8.Tim Duncan (2001–05)
Accolades: 2x Most Valuable Player (2002, 2003), 2x Finals MVP (2003, 2005), 2x NBA Champion (2003, 2005), 5x First-Team All-NBA (2001–05)

In recent years, NBA fans have fallen victim to revisionist history, convinced that the ‘best player alive’ title was passed from Jordan to Kobe to LeBron, when in fact, for a two-year stretch, at least, Timmy D occupied the throne. If back-to-back MVPs aren’t enough to jog your memory, let’s look back at his Postseason dominance. In 2002, he averaged an ungodly 27.6 PPG, 14.4 RPG, 5.0 APG, and 4.3 BPG over nine playoff contests; during the Spurs championship-run in 2003, 24.7/15.4/5.3/3.3. His reign atop the sport peaked during the final two games of those NBA Finals, as he followed a 29-point, 17-rebound, 4-block performance in Game 5, with 21 points, 20 rebounds, 10 assists, and eight blocks in Game 6.


7.Kobe Bryant (2006–10)
Accolades: Most Valuable Player (2008), 2x Finals MVP (2009, 2010), 2x NBA Champion (2009, 2010), 5x First-Team All-NBA (2006–10)

As early as his rookie season, Kobe was seen as the likely candidate to fill Jordan’s vacancy as the league’s top alpha-dog. Over the first-half of his career, he never quite snatched the throne, watching as Shaq, Iverson, Duncan, and KG cemented their case as the ‘best player alive.’ By 2006, it was no longer an argument. He won back-to-back scoring titles behind averages of 35 and 31 PPG, respectively, narrowly missing out on the MVP. After taking home the prize in 2008, he followed it up with back-to-back NBA Finals MVPs and two championships.

6.Hakeem Olajuwon (1993–97)
Accolades: Most Valuable Player (1994), 2x Finals MVP (1994, 1995), 2x NBA Champion (1994, 1995), 3x First-Team All-NBA (1993–94, 1997)

Contrary to public opinion, MJ’s brief hiatus does not serve as an asterisk to everything that happened during his absence. It’s quite the opposite, actually, as his time away from basketball opened the door for a superstar who’d long been overlooked throughout his career. In the NBA’s first Jordan-less season, Hakeem usurped His Airness as the King of the NBA, averaging 27.0 PPG, 12.0 RPG, 3.3 APG, and 3.7 BPG en route to winning the regular season MVP, Finals MVP, and 1994 championship.
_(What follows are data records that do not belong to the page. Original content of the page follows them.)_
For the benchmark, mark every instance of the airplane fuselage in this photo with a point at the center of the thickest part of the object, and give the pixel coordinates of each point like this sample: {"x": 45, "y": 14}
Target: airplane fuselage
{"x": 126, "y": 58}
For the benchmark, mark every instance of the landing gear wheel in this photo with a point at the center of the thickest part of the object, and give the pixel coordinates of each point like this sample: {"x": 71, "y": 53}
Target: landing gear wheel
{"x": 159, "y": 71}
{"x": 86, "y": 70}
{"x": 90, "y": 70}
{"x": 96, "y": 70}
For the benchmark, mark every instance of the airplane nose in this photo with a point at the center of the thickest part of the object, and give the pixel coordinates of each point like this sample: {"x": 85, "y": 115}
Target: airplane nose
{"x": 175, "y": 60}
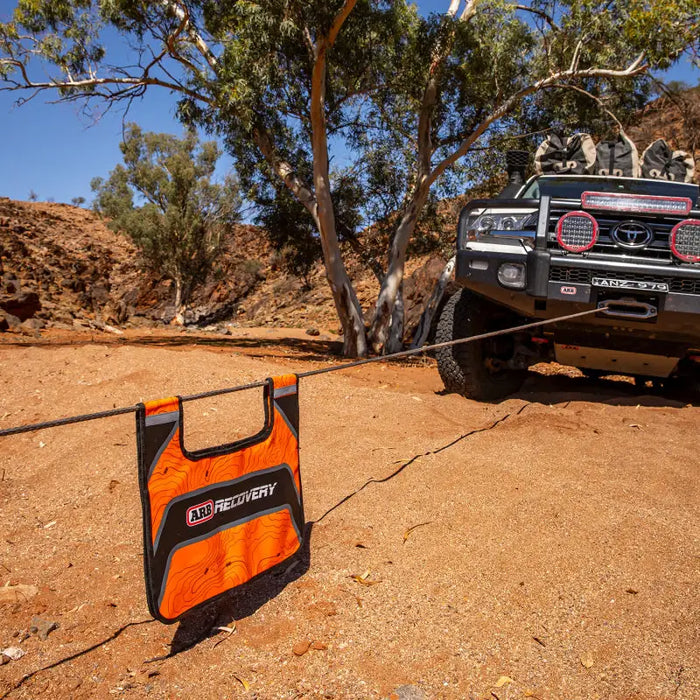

If that wasn’t enough, he submitted his encore performance the following season. Even with two other all-time centers (Ewing and Robinson) operating at their peak, the decade belonged to Hakeem.

5.LeBron James (2011–15)
Accolades: 2x Most Valuable Player (2012, 2013), 2x Finals MVP (2012, 2013), 2x NBA Champion (2013, 2013), 5x First-Team All-NBA (2011–15)

Consider: if it wasn’t for ‘The Decision’ backlash, Derrick Rose’ unexpected breakout-season, and the fact that everyone was sick of awarding LeBron for what he was supposed to do, LeBron would’ve won the 2011 MVP; which means he would’ve won five-straight MVPs. Read that again. If Apex LeBron didn’t officially commence in 2011, it did the next year. By 2013, he had won back-to-back titles, MVPs, and Finals MVPs, joining Bill Russell and Michael Jordan as the third player to have accomplished such a feat.


4.Shaquille O’Neal (2000–04)
Accolades: Most Valuable Player (2000), 3x Finals MVP (2000–02), 3x NBA Champion (2000–02), 5x First-Team All-NBA (2000–04)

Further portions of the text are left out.